I've been looking forward to the Inspired Edition of this Netflix guide for weeks. For one, I didn't really know what an "inspired film" meant so I've used it as an excuse to be quite wide with today's choices and two, I've been able to include some of the best films of the last couple of years that I've been sitting on for ages. It's been a good time all around.

We usually try to keep this list as diverse as possible, but we really have gone all out in picking some of the weirdest genre-bending movies Netflix has to offer. Sure we've still got your action movies, your westerns and your independents, but they don't offer the same experience you've come to expect of these genres. The most exciting part for me though is that these movies play around with expectations and conventions so much that even if you're not a fan of the type of film they might appear to be, they're so different that they might just win you over.


Love (2015)

"Maybe we're not the great artists we dreamed we were."

Perhaps the most cynical romance film you've ever seen (which is quite remarkable considering it's director Gaspar Noe's most heart-warming film to date), last year's Love is definitely not for everyone. Hell, I'm still not even sure it was for me. An unflinching tale of romance, betrayal and yeah, loads and loads of sexual adventures, Love never quite nails its characters or dialogue, but it more than makes up for it in striking imagery. The stylish way these mostly hateful characters are portrayed means that even their basic personalities are always cranked up to eleven, and the film manages to imbue every scene with some kind of emotional climax. Although the sex scenes are explicit, for the most part they serve a purpose, and it never feels as though the film is throwing them at you for the sake of showing a couple more nipples in this endurance test of a movie.


Slow West (2015)

"Wanted: dead or alive."

Criminally overlooked by everyone (including me) last year, there's a good chance you didn't see - or even know about - the solid Michael Fassbender western Slow West. Although it starts off as a rather conventional flick, chronicling one man's attempt to track down his missing lady, it quickly transforms into a much weirder beast than you might have been expecting. Although Fassbender receives top billing, it's really his co-star Kodi-Smit McPhee's movie. The way the two bounce off each other means the charismatic duo are able to carry the movie in its more lumbering sections, and the younger actor more than manages to match the top talent on display. Likewise, Ben Mendelsohn turns in another great performance as bad guy Payne, proving he's one of the best screen villains working today.


The Guest (2014)

"I'm a soldier man, I like guns."

An amalgamation of every great '80s movie ever, The Guest lovingly takes influence from the best horror and action movies of the decade. When a homecoming soldier takes residence in the home of his former squad mate, things start to get increasingly more surreal and more violent as his new housemates start to suspect there's more to him than meets the eye. The film effortlessly moves through a variety of genres, switching between horror and sci-fi at a blink of an eye which makes for a truly unpredictable experience overall. Although many people might be a bit annoyed with where it ends up, if you're willing to let the movie take you for a ride then The Guest can be loads of fun. The Terminator by way of Halloween, The Guest manages to create a distinct identity for itself even though it only exists because of hundreds of movies that came before it.


Pi (1998)

"It's survival of the fittest, Max, and we've got the fucking gun."

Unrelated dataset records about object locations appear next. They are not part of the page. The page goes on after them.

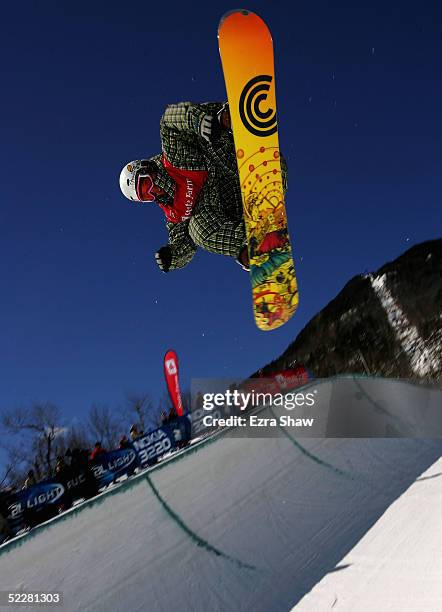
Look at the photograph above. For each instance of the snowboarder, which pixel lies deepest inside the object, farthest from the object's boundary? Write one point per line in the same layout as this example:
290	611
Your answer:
195	181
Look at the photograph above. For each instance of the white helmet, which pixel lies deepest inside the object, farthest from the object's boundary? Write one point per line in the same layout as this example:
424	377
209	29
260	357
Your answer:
129	177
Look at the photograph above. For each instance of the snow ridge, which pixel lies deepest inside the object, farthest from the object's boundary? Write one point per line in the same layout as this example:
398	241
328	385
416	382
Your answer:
422	357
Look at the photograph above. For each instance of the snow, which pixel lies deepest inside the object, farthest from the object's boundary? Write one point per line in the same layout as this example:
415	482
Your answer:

Darren Aronofsky's first feature film is, funnily enough, his weirdest one to date. Even with a ludicrously tight budget, this small-scale cerebral black and white movie packs the depth of the director's later pictures. As an increasingly paranoid mathematician searches for the numerical sequence that will unlock the secrets of nature's universal patterns, Aronofsky delves into some surprisingly surreal and haunting territory. It takes more than a smidgen of influence from the likes of David Lynch (after all, the distinctive Aronofsky style was still a work in progress at the time), yet that's not a bad thing, and it makes for one of the strangest viewing experiences the director has ever put out.


Blue Ruin (2014)

"Just 'cause my dad loved your mom we all end up dead."

A revenge film gone wrong, Blue Ruin shows just how much of a trainwreck an amateur assassination would be if it was handled by your average Joe. Although he gets his target, he only serves to anger the surviving members of the family, resulting in a brilliantly tense game of cat and mouse as the two parties hunt each other over the entirety of southern America. Although it sounds a bit bleak, the film can be darkly funny in places, with some moments of extreme violence drawing attention to the ridiculousness of the situation. It's not quite your classic revenge flick, but it's one of the better entries into the violent sub-genre in recent years.